Es ist diese für das wahre Menschsein unabdingbare Verwurzelung von der die grosse französische Philosophin Simone Weil spricht – das für mich vielleicht schönste Zitat in Kingsnorths Buch:
“Verwurzelt zu sein ist vielleicht das wichtigste und am wenigsten anerkannte Bedürfnis der menschlichen Seele. Es ist auch eines der am schwersten zu definierenden Bedürfnisse. Ein Mensch hat Wurzeln aufgrund seiner realen, aktiven und natürlichen Teilnahme am Leben einer Gemeinschaft, die bestimmte besondere Schätze der Vergangenheit und bestimmte besondere Erwartungen an die Zukunft lebendig bewahrt... Jeder Mensch braucht mehrere Wurzeln. Es ist notwendig, dass er fast sein gesamtes moralisches, intellektuelles und spirituelles Leben aus dem Umfeld schöpft, dem er ganz natürlich angehört.”

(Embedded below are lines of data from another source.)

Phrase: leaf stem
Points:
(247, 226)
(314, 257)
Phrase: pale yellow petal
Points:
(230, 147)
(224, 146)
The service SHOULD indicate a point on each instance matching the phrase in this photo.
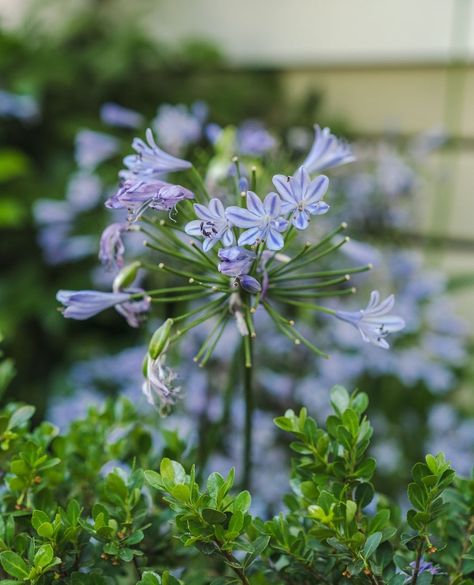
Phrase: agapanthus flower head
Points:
(93, 148)
(116, 115)
(235, 261)
(112, 248)
(374, 323)
(262, 221)
(151, 160)
(213, 225)
(301, 196)
(327, 151)
(159, 386)
(177, 126)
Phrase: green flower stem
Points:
(253, 179)
(209, 338)
(190, 297)
(173, 253)
(416, 570)
(322, 274)
(310, 258)
(324, 284)
(189, 275)
(200, 252)
(282, 295)
(201, 187)
(208, 306)
(308, 248)
(198, 321)
(249, 409)
(292, 333)
(309, 306)
(212, 346)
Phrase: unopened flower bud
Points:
(250, 284)
(160, 339)
(126, 276)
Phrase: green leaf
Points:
(371, 544)
(172, 471)
(14, 565)
(417, 496)
(213, 516)
(154, 479)
(351, 509)
(242, 502)
(45, 530)
(149, 578)
(351, 421)
(43, 556)
(20, 416)
(340, 399)
(379, 521)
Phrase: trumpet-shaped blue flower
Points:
(177, 127)
(262, 221)
(212, 224)
(159, 386)
(235, 261)
(302, 196)
(151, 160)
(374, 323)
(84, 304)
(327, 151)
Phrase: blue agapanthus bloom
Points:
(235, 261)
(374, 323)
(239, 269)
(150, 160)
(131, 304)
(112, 247)
(262, 221)
(150, 193)
(327, 151)
(301, 196)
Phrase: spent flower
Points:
(301, 196)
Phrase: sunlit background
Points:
(394, 77)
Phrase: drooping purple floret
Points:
(139, 195)
(212, 225)
(235, 261)
(112, 248)
(150, 160)
(84, 304)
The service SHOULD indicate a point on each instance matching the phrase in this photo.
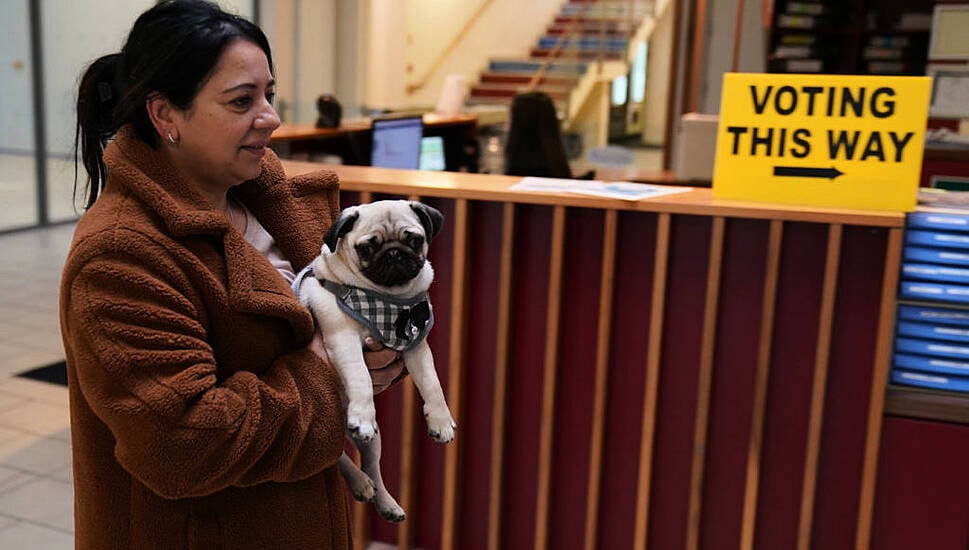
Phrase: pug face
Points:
(386, 241)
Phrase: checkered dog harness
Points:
(398, 324)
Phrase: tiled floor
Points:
(36, 496)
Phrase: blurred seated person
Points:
(534, 145)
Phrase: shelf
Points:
(926, 404)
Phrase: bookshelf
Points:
(887, 37)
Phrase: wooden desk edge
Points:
(696, 201)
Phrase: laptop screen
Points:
(432, 153)
(397, 142)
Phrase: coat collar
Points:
(155, 182)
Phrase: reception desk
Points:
(678, 372)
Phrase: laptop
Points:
(397, 142)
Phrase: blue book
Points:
(933, 220)
(933, 348)
(935, 255)
(926, 380)
(934, 314)
(919, 290)
(933, 272)
(931, 364)
(943, 239)
(940, 332)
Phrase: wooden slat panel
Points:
(760, 384)
(704, 381)
(602, 371)
(486, 187)
(499, 413)
(822, 362)
(547, 426)
(653, 354)
(459, 289)
(876, 402)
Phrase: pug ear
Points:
(342, 226)
(431, 218)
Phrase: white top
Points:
(261, 240)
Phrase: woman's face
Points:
(224, 134)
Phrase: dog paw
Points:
(440, 426)
(362, 422)
(362, 488)
(391, 511)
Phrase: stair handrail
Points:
(436, 64)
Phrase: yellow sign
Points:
(822, 140)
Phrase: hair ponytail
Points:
(171, 50)
(97, 96)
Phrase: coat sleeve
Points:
(143, 363)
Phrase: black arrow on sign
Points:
(801, 172)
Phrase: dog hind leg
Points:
(362, 487)
(370, 462)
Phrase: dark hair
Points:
(171, 50)
(534, 145)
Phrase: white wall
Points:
(74, 34)
(16, 101)
(658, 77)
(721, 18)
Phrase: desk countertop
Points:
(296, 132)
(699, 201)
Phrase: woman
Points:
(534, 144)
(203, 413)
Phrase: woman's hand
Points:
(376, 355)
(386, 365)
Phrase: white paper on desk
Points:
(624, 190)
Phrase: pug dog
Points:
(371, 279)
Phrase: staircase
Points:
(579, 36)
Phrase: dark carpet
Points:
(55, 373)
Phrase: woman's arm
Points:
(145, 366)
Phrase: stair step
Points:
(587, 30)
(522, 78)
(506, 101)
(531, 66)
(566, 20)
(584, 43)
(589, 55)
(617, 10)
(508, 90)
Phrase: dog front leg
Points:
(361, 485)
(343, 347)
(420, 364)
(370, 462)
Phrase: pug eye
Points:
(415, 242)
(367, 248)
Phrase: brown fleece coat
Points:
(199, 418)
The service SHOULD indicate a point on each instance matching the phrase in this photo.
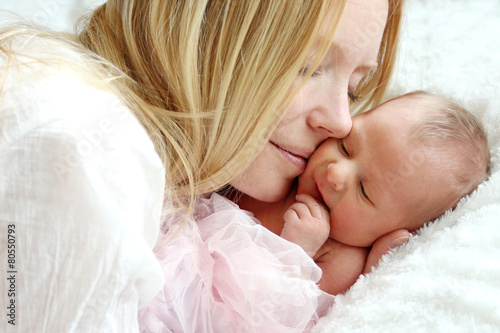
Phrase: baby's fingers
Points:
(316, 209)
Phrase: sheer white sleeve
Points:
(81, 190)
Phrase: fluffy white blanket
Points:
(446, 278)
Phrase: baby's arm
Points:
(307, 224)
(341, 265)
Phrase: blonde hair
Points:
(453, 133)
(213, 75)
(373, 87)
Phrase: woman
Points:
(81, 187)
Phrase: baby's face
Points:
(373, 181)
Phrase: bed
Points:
(447, 277)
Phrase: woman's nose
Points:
(332, 115)
(337, 174)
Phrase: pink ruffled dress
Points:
(224, 272)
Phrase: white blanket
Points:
(446, 278)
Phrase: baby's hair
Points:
(450, 131)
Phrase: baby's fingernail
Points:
(399, 241)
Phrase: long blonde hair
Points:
(210, 79)
(213, 76)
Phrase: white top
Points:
(81, 190)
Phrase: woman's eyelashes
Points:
(343, 149)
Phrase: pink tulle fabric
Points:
(224, 272)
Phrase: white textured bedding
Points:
(446, 278)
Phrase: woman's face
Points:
(321, 108)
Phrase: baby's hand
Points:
(307, 224)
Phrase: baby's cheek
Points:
(344, 223)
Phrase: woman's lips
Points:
(295, 159)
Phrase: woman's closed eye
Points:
(352, 97)
(364, 194)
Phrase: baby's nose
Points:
(336, 174)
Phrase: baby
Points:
(403, 164)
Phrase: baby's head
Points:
(404, 163)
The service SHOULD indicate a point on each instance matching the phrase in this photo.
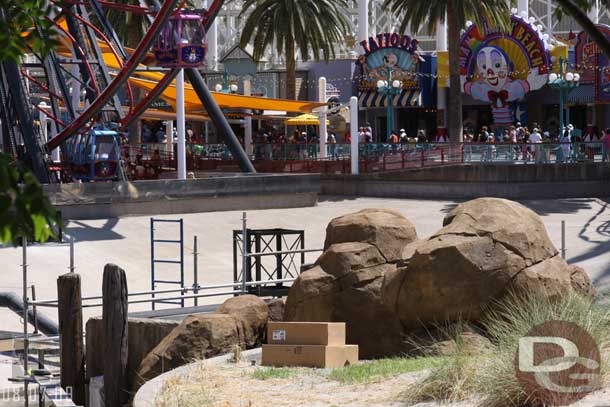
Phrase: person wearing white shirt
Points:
(536, 138)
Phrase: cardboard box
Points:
(306, 333)
(310, 355)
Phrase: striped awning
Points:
(584, 94)
(372, 98)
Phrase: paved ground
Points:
(125, 241)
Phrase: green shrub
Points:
(490, 375)
(380, 368)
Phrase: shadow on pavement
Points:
(81, 232)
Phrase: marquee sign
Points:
(593, 64)
(500, 68)
(389, 57)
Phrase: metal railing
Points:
(380, 157)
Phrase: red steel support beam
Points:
(130, 67)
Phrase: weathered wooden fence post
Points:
(70, 314)
(114, 316)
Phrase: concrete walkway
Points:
(126, 242)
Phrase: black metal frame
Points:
(267, 241)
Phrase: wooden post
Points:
(114, 316)
(70, 314)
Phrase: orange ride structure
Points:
(82, 83)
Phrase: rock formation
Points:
(384, 283)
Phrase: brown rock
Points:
(450, 277)
(465, 343)
(342, 258)
(384, 283)
(197, 337)
(354, 298)
(252, 313)
(549, 278)
(508, 223)
(581, 283)
(276, 309)
(239, 321)
(385, 229)
(311, 297)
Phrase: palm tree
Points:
(312, 26)
(416, 13)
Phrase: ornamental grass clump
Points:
(490, 376)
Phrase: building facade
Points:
(368, 18)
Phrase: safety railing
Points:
(377, 157)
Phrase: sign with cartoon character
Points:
(592, 64)
(500, 68)
(389, 57)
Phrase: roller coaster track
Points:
(78, 86)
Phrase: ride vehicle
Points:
(95, 156)
(181, 43)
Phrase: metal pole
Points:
(563, 239)
(180, 124)
(71, 254)
(244, 252)
(152, 261)
(390, 102)
(223, 127)
(322, 116)
(34, 309)
(354, 143)
(248, 120)
(25, 318)
(195, 271)
(561, 122)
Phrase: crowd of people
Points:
(515, 142)
(538, 144)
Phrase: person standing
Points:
(606, 146)
(536, 139)
(331, 140)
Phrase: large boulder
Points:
(385, 229)
(240, 321)
(384, 283)
(487, 248)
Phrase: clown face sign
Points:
(493, 67)
(500, 68)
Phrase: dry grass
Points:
(490, 376)
(187, 390)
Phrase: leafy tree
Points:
(25, 25)
(312, 26)
(24, 209)
(578, 10)
(455, 13)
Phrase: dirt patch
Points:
(232, 385)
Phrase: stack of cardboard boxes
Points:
(308, 344)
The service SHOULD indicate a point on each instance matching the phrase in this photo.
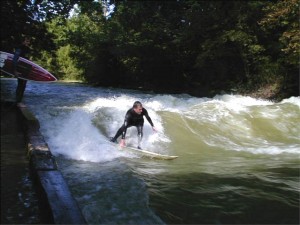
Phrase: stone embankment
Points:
(56, 200)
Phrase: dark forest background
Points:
(186, 46)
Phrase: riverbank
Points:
(44, 196)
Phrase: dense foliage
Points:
(198, 47)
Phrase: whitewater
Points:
(238, 156)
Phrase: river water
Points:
(238, 156)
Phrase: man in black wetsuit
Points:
(134, 117)
(20, 51)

Neben all dem Lob, ist vielleicht doch auch ein kritisches Wort angebracht. So wird Kingsnorths These wirklich als Auftakt für ein konstruktives Gespräch ernst genommen. Das von ihm beschriebene Feindbild der „Maschine“ beinhaltet ein dermassen breitgefächertes Sammelbecken von Phänomenen (Kapitalismus, Bürokratie, Künstliche Intelligenz, die Pyramiden usw.), das genauso gut einfachhin vom „lebensverachtenden“, vom „Bösen“ gesprochen werden könnte. Trotz aller Sympathie, gegen „das Böse“ zu sein, wird das Konzept dadurch derart ausgeweitet, dass eine genauere Analyse und Einordnung äusserst unterschiedlicher Phänomene eher erschwert wird. Die Differenzierung zwischen kulturell positiv zu wertenden Entwicklungen und deren Gegenteil droht von der „Maschine“ übergangen zu werden. Zuweilen läuft seine Kritik nämlich auf eine Fundamentalkritik von Kultur überhaupt aus. Dabei läuft die Geschichte der Bibel doch sehr wohl von einem Garten auf eine Stadt (wenn auch diese Stadt ein schöner Stadtgarten sein darf) hinaus. Insofern gilt es, keine falsche Romantik zu kultivieren und unser Kulturmandat mutig, kreativ und hoffnungsvoll wahrzunehmen. Freilich ohne aus unseren Projekten einen Turmbau zu Babel entstehen zu lassen.